Americans have been laboring under the delusion that we had to travel halfway around the world to find a gaggle of dangerous nut cases. Who knew we could have hung out in the western hemisphere and found all we wanted in Venezuela?

Things are going badly in that workers’ paradise. Inflation is rocking along at 45 percent, and they’re running out of foreign currency to use because their own probably sees its highest and best use in Venezuelan restrooms. So what do the leaders of that fair nation do? In that grim state of affairs with an election looming on the horizon, they kick out three American diplomats, including Charge D’Affaires Kelly Keiderling, the top diplomat in the absence of an ambassador.

Dealing with that bunch, the diplomats are probably about ready for a break.

President Nicolas Maduro assured himself of a nomination for an Oscar in the “Most Worn Cliche of the Year” category in announcing the expulsion. “Yankees go home,” he said in English. (No, he really did; we can’t make up this stuff).

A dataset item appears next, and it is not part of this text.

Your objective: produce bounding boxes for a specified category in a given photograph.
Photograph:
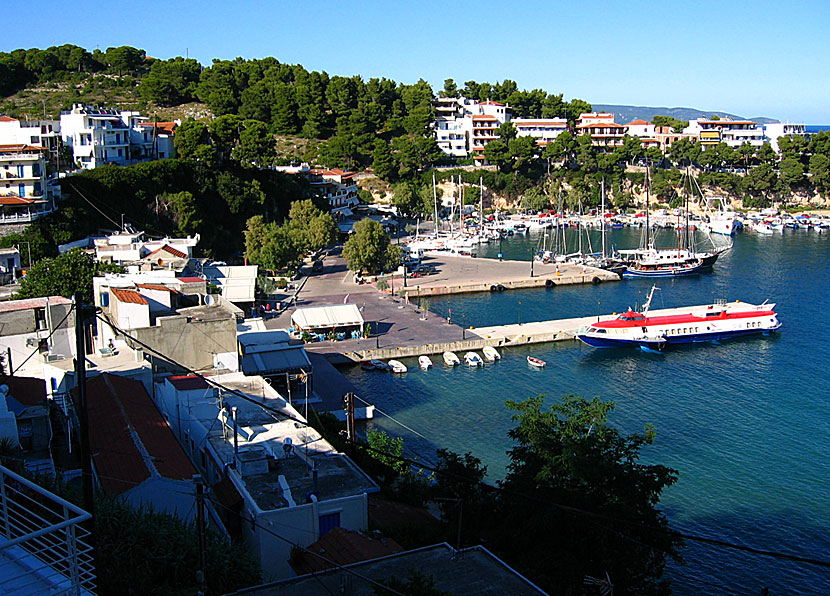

Who knew he was a Red Sox fan?

Maduro accused the Americans of conspiring with the “extreme right” and attempting to sabotage the country’s power grid. Really? Why stop there and leave Bigfoot, UFOs and Elvis on the table. But then again, it’s hard to argue about meeting with the “extreme right” when everybody not to the left of Josef Stalin looks right-wing to the Venezuelan leadership. Jane Fonda and Ed Asner would qualify as stodgy conservatives there.

The Obama administration engaged in the necessary waste of time defending its diplomats and denying that it threw squirrels into substation equipment or whatever means of sabotage it was supposed to have used.

There is likely little that President Barack Obama can or should do with the oil rich country that seems to have made tweaking Uncle Sam’s nose its national ambition. He can hope that the Venezuelan people eventually tire of the foolishness and elect sane leadership. Until then, his best hope is to just ignore the yapping little dog nearby and hope that he stays in his own yard.